The stars – and the universe they inhabit – have been an important part of festive celebrations throughout history, which makes this book the perfect choice for the end of year holidays. Author Lee Billings talks to leading scientists about the real possibility of life on other planets.
You may think a book that takes on the science of “astrobiology” sounds like a bit of heavy subject to tackle while relaxing on a sun lounger at your private villa in Thailand or Bali. On the contrary, in “Five Billion Years of Solitude”, Lee Billings works very hard make the information he presents not only accessible, but entertaining.
Using an easy, conversational style, with much of the book based on interviews with some of the most respected scientists in the field, Billings tackles the complicated but fascinating question of how life originally developed on earth. He then applies this knowledge to consider if the same process could occur elsewhere in our solar system – or more likely, beyond it.

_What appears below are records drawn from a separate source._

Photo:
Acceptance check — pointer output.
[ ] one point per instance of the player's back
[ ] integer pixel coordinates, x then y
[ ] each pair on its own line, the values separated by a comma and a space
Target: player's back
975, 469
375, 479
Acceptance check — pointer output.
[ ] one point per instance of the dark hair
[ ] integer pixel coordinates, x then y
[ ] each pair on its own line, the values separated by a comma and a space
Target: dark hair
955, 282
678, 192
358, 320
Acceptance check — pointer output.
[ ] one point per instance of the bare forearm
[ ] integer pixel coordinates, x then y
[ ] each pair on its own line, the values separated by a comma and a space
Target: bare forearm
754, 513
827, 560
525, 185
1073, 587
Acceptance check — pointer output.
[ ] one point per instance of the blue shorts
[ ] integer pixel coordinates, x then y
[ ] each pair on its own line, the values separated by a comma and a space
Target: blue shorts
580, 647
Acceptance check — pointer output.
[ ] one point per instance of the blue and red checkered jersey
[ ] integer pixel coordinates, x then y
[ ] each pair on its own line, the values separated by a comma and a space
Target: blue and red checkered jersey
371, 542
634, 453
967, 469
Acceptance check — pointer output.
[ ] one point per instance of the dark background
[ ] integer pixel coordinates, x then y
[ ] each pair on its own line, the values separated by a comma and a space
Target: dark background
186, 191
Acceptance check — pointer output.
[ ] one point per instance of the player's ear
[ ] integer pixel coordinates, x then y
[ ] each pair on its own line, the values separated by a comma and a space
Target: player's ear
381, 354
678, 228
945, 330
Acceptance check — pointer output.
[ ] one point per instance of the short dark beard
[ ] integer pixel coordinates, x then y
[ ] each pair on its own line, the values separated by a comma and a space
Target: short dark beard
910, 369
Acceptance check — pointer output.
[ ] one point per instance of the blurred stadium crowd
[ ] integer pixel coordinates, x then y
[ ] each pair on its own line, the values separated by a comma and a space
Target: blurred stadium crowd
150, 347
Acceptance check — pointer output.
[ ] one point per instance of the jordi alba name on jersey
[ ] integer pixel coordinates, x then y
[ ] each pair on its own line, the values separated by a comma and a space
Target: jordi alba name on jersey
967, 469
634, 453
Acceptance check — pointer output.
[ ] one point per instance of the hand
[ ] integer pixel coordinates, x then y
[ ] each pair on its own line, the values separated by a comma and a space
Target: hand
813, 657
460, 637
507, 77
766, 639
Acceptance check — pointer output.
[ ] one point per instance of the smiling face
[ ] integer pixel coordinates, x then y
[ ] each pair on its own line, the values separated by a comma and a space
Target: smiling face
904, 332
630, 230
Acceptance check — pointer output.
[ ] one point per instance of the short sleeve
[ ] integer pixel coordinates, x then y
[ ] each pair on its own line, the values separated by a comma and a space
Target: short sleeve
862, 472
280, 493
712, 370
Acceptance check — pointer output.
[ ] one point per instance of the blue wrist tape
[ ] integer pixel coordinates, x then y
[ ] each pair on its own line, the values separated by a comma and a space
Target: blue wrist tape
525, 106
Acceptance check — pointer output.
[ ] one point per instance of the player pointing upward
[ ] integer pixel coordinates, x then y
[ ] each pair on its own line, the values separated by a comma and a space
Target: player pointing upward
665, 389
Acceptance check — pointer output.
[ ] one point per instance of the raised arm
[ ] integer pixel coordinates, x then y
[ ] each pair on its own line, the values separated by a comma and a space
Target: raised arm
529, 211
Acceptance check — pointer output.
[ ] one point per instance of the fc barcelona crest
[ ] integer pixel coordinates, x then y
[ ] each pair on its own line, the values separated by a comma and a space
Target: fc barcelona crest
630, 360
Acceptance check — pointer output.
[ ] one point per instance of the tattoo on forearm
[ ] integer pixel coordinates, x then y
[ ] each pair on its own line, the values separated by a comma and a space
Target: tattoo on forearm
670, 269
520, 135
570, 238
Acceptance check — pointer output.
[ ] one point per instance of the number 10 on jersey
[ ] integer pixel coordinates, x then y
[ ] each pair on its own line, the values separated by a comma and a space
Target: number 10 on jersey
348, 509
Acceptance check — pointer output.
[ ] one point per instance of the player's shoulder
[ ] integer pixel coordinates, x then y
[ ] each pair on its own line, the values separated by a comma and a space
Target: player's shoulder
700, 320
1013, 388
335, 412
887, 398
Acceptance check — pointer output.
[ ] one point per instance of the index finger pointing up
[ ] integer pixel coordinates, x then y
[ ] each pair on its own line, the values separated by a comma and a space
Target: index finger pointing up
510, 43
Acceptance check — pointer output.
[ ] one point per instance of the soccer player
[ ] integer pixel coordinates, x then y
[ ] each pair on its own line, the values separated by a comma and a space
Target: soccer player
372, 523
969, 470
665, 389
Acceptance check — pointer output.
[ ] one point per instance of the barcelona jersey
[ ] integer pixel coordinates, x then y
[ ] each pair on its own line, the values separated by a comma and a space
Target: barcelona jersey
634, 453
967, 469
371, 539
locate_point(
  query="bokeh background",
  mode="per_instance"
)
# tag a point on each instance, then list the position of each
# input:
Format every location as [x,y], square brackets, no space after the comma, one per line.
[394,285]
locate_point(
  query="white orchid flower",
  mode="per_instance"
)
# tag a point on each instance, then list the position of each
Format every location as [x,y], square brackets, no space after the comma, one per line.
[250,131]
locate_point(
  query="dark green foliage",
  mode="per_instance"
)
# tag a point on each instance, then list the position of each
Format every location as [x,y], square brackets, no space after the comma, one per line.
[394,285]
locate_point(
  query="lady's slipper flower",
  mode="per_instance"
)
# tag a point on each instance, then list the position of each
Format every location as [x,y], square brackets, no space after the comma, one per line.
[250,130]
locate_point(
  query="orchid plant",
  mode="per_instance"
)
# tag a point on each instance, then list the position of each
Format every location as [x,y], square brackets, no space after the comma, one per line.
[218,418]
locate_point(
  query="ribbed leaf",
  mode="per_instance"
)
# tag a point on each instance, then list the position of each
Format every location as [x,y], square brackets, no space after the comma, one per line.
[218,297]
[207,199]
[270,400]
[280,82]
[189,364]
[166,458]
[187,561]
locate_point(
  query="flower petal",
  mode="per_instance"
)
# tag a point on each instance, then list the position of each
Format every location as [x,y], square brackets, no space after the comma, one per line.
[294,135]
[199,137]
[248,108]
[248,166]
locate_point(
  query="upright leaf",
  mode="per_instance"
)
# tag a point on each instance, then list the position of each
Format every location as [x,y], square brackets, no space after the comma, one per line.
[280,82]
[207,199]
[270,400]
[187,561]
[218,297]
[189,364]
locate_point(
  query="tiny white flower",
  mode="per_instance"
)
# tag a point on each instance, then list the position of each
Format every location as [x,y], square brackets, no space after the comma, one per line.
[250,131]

To help him fit together the pieces that make up such a huge jigsaw of evolutionary probability, Billings calls on the likes of Frank Drake, who conducted the first modern Search for Extraterrestrial Intelligence (SETI) experiment as long ago as 1960. Drake still participates in the search for optical signals of an intelligent origin from space today, using a 40-inch Nickel telescope at the Lick Observatory and equipment at the University of California at Berkeley.
Another expert that features prominently in the book, one known for shining a light on the distant universe, is Sara Seager. The Canadian-American planetary scientist and professor at the Massachusetts Institute of Technology (M.I.T) is well known for her work on extrasolar planets and their atmospheres. In fact, Seager has been called "an astronomical Indiana Jones” and she has also developed a modified version of the equation used by Drake to estimate the number of habitable planets in the galaxy.
Such theories and formulae might seem highly theoretical to most people, but thanks to major advances in technology such as the invention and application of the Hubble space telescope, it may not be long before contact is made with a civilisation in a parallel universe.
Deep field photography has already revealed some 10,000 galaxies out there, each containing literally billions of stars. New developments in telescopic capability have already helped astronomers map clouds on a planet some 1,000 light years away and scientists can now effectively look back in time at galaxies millions of light years from Earth.
Perhaps even more importantly, research into the conditions required for life to exist on other planets also provides us with valuable information as to just how resilient our own planet and civilisation is. Five Billion Years of Solitude definitely instills a heathy appreciation for the miraculous combination of elements that makes life on Earth, and perhaps elsewhere in the universe, possible.
When asked about the book in an interview with Universe Today, the writer summarised its importance in a single sentence. “It’s about finding signs of life, finding a sense of context for ourselves in the wider universe, figuring out where Earth and all life upon it fits in this greater picture,” he said.
That’s not a bad set of questions to contemplate when you look up from your kindle to gaze on clear skies reflected a calm tropical ocean.